It’s tempting to characterize the Supreme Court’s decision in Snyder v. Phelps — in which the high court upheld First Amendment protection for the Westboro jerks picketing at a US Marine’s funeral — as a straightforward free speech case in which the court declined to recognize a jackass exception to the First Amendment.
But on reading the opinion, I think that characterization is wrong. The opinion makes the decision into a much more close-run thing, hinging on whether the Westboro jerks are expressing opinions on matters of public concern or merely private concern. They find that the speech is on matters of public concern, and therefore it is protected. (Alito, to the extent to which I understand his dissenting opinion, seems to find that the speech is on matters of private concern, and so is unprotected.)
Where does this public/private concern test arise? The opinion cites Dun & Bradstreet v. Greenmoss Builders for the distinction, but Dun & Bradstreet seems to say something quite different. It says that in matters of private concern there is less protection for false statements; a plaintiff need not show “actual malice” in order to recover damages. But as referenced in Snyder, this morphs into the idea that opinion may be unprotected if it relates to matters of private concern.
I’d like to know where this doctrine was first extended to opinion. Was it just invented in Snyder v. Phelps, or was it invented in some case between Dun & Bradstreet (1985) and today?
Frankly, I find the idea very troubling. Apparently, If I go across the street and call my neighbor a jerk, that is a private concern so it is not protected by the First Amendment. There’s no law against that today (that I know of), but if the government wanted to pass such a law, this doctrine would allow it. This is not what the freedom of speech ought to mean.

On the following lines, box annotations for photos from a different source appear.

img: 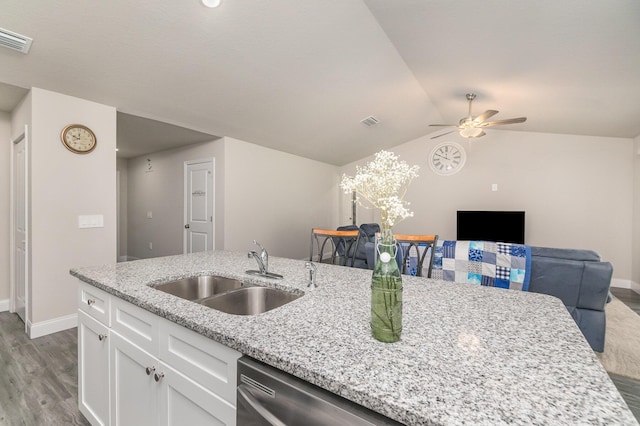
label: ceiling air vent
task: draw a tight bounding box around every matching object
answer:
[0,28,33,55]
[360,115,379,127]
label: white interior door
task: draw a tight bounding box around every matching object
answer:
[11,132,27,324]
[184,159,214,253]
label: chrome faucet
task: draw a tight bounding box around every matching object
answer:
[246,240,283,279]
[304,262,318,289]
[247,251,267,275]
[253,240,269,273]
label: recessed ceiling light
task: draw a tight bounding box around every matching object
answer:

POSTSCRIPT: As I said, I don’t really understand Alito’s dissenting opinion, but he seems to be working from the same distinction between public and private concerns as the majority opinion. Breyer’s concurring opinion is even more troubling: he says that the public-concern determination should not be the end of the analysis. Even speech related to public concerns could be restricted without violating the First Amendment, he says.
In this case, Breyer finds with the majority because of one of those horrible, ill-defined balancing tests he seems to like so much. Granted, there are some rare cases in which the government must restrict speech (e.g., the proverbial crowded theater) but nothing remotely like that is in play here. The fact that Breyer finds it necessary to mention the balancing test suggests that he thinks the balancing point is much closer than it should be.
UPDATE (4/29): Glenn Reynolds explained to me that a distinction in torts between public and private concern goes back to English common law. I still don’t quite understand it, but we weren’t speaking in a setting conducive to a more detailed discussion. But it definitely seems safe to say this is not a new doctrine.